The next problems are associated with ground loops, study up on them. As the cavity is wired, when I last checked, you have a huge ground loop with 4 wires connecting all four pots. Only three can be linked. (And depending on how ground wires go to and back from the switch even less). You must maintain a linear ground path from the jack, through the pots, to the switch (and maybe back to a pot). No loops.
Also, if only one or more of the pots, or cable shielding contacts the cavity foil (the foil appears to be grounded to the jack) you will create other ground loops at each point where they contact. Ground loops act like antennas and pickup noise. The cavity foil may cause more harm than good at this point. BTW most/all vintage Les Paul’s don’t have shielded cavities.
The next problem area appears to be the string ground. The wire that comes from the string bridge should connect to the ground circuit. If the short black wire just above the Bridge volume pot is the bridge ground it looks like it could be connected to the Bridge volume + lug. If that is true, then it needs to be reconnected to the back of a pot. To test this, use your meter and connect it to the strings you should get continuity from the strings to the ground lug of the jack. (Which is the dangerous part of electric guitars on “live unfamiliar stages” where amps or mics might be connected to power outlets with powered/grounded/polarity differences, there’s ways to protect yourself, but get this noise free first).
It’s difficult to see how/where the pot ground is connected to the jack ground. I see the braided Selector Ground attached to the Jack but I can’t identify where the pots are connected to the Jack ground. The Selector Ground looks like braid, you need to be careful that it doesn’t touch something already grounded (like the foil, creating another ground loop and more noise).
If you’re cavity still looks like the photo, then I think the easy fix to all this is totally remove a ground wire from the back of one tone pot AND its respective volume pot. Connect the tone pot case to the jack ground. Disconnect the switch ground from the Jack and attach it to the volume pot case where you just disconnected from it tone pot case. You should now have a ground circuit that runs from the jack to each pot and up to the switch, its linear, there are no loops. Ground the #1 lug to its case for all four pots, and pay attention to the string ground, it needs to be soldered to the ground circuit.
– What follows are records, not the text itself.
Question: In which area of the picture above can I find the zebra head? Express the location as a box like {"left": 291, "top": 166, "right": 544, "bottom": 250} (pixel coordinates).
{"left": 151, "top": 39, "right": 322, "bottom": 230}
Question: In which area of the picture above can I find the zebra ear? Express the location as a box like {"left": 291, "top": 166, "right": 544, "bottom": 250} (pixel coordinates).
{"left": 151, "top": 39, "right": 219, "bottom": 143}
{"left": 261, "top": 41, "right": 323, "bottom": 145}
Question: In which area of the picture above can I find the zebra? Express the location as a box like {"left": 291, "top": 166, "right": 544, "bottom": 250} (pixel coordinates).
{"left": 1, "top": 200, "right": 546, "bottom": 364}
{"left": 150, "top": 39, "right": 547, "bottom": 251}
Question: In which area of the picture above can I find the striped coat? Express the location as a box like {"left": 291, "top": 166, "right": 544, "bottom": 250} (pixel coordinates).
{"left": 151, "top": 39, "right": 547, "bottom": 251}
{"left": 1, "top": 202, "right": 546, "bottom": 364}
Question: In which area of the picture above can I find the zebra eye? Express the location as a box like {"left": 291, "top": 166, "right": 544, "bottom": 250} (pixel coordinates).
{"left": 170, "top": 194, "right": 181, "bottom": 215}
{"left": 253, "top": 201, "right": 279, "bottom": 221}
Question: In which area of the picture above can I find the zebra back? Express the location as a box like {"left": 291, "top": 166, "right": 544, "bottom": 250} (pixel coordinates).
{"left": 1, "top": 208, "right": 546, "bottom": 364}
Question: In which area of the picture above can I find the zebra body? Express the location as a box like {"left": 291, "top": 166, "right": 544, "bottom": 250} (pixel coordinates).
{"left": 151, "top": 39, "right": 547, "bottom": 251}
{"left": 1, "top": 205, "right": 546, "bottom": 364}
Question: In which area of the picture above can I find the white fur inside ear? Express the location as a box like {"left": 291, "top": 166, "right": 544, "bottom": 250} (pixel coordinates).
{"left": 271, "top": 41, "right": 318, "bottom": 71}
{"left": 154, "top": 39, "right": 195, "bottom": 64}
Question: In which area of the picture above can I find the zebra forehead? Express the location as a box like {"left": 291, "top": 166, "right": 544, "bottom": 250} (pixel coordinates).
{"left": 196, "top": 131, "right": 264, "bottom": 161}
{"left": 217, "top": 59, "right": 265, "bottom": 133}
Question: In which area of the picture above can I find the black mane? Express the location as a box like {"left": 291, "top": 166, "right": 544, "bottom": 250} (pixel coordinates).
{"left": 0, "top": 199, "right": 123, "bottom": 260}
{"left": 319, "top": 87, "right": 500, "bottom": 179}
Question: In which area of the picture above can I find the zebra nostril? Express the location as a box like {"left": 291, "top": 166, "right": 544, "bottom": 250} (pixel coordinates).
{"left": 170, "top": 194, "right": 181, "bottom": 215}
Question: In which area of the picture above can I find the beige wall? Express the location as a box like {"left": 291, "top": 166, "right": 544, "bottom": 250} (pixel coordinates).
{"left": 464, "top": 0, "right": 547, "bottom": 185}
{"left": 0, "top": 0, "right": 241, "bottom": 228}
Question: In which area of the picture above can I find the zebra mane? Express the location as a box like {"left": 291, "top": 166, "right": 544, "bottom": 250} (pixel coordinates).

In the end, there should be a linear ground circuit, the string ground should be attached anywhere to the circuit. Each pickup wire shield should be carefully soldered to the ground circuit (so you don’t accidently melt/penetrate the insulation and short to the pickup hot wire). And one side of each pot resister should be connected to ground.
BTW, you have a non-electrical problem with intonation because of how the locking nut is installed. The Floyd Rose style locking nuts are tricky to install. The neck needs to be routed/shaped so that there is an exact 90 degree angle between the base of the nut and the vertical end of the fingerboard. It looks like the bridge edge of the nut is tilting away from the fingerboard (IE the nut base is on the same angle as the headstock). Your string length is now not the same as the fret scale length especially at the first fret.